Ira Brevard Sullivan, Jr., was born not in Chicago but Washington, D.C., where he first picked up a trumpet at the tender age of 3. His family was full of spirited amateur musicians, so while his father taught him his first trumpet fundamentals, his mother got him up to speed on tenor saxophone as a teenager, so he could fill a vacant seat in concert band.
The Sullivans moved to Chicago when he was still a child, and he basked in the city’s vibrant scene, which comprised hometown heroes as well as luminaries passing through. His early trumpet influences included Harry James, the dashing bandleader, and Clyde McCoy, who had a hit with “Sugar Blues.”
Sullivan began making his own name as a teenager, playing with the likes of Rodney, trumpeter Conte Condoli and tenor saxophonist J.R. Monterose. In 1956 he received his official benediction in the form of an album titled The Billy Taylor Trio Introduces Ira Sullivan.
The move to Miami in 1962 came at the invitation of Jerry Coker, a veteran big band player who had helped establish a jazz program there. At first Sullivan balked: “I’m a player, not an academician,” he recalled saying. But after being reassured that this was precisely what the program needed, he settled in and found his calling as an educator and mentor.
There was also stability in a faculty position, which not only suited Sullivan’s home life but also helped straighten out his system after he’d fallen prey to substance abuse. “It wasn’t a voice from on high,” he told Chicago critic Larry Kart in 1977, for a piece reprinted in the book Jazz in Search of Itself, “but you know the line ‘Death is nature’s way of telling you to slow down’ — it was that kind of thing. The Creator came in and said, ‘It’s all over for you; you’re going to change.’ I didn’t have a special discipline, didn’t go through any program. It was a very painful way to do it — painful not only for me but also for my family. But it worked.”
In addition to his wife, Sullivan is survived by two sons, Brev and Brogan Sullivan, a daughter, Leslie, and two granddaughters.
Sullivan’s legacy also includes the countless musicians who learned from him, either in a classroom or on the bandstand. Some of these younger players, like pianist Jim Holman and vibraphonist Jim Cooper, ended up enlisting Sullivan as a featured sideman on their albums; here is the title track from Tough Town, Cooper’s 1991 Delmark debut.
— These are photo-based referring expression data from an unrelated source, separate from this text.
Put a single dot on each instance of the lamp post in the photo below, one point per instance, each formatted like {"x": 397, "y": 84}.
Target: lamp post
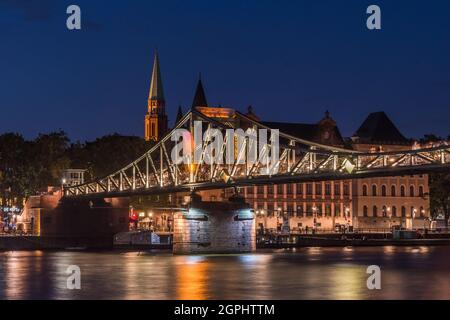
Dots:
{"x": 278, "y": 217}
{"x": 315, "y": 218}
{"x": 347, "y": 217}
{"x": 390, "y": 217}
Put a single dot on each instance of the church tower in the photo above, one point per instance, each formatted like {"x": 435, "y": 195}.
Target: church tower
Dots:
{"x": 156, "y": 118}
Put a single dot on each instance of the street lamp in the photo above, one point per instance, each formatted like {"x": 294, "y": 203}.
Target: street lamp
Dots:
{"x": 315, "y": 218}
{"x": 388, "y": 209}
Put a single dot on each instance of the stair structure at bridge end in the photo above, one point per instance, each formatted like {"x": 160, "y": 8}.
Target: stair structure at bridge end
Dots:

Sullivan also appears as an honored elder on Stories and Negotiations, an acclaimed album by Mike Reed’s People, Places & Things, recorded at Millennium Park in 2008. Reed, a drummer and composer who has also become an archivist and historian of Chicago jazz, dedicated one piece on that album, “The And of 2,” to Sullivan. His solo, on tenor, is the picture of surefooted bluster, hard-swinging from nose to tail.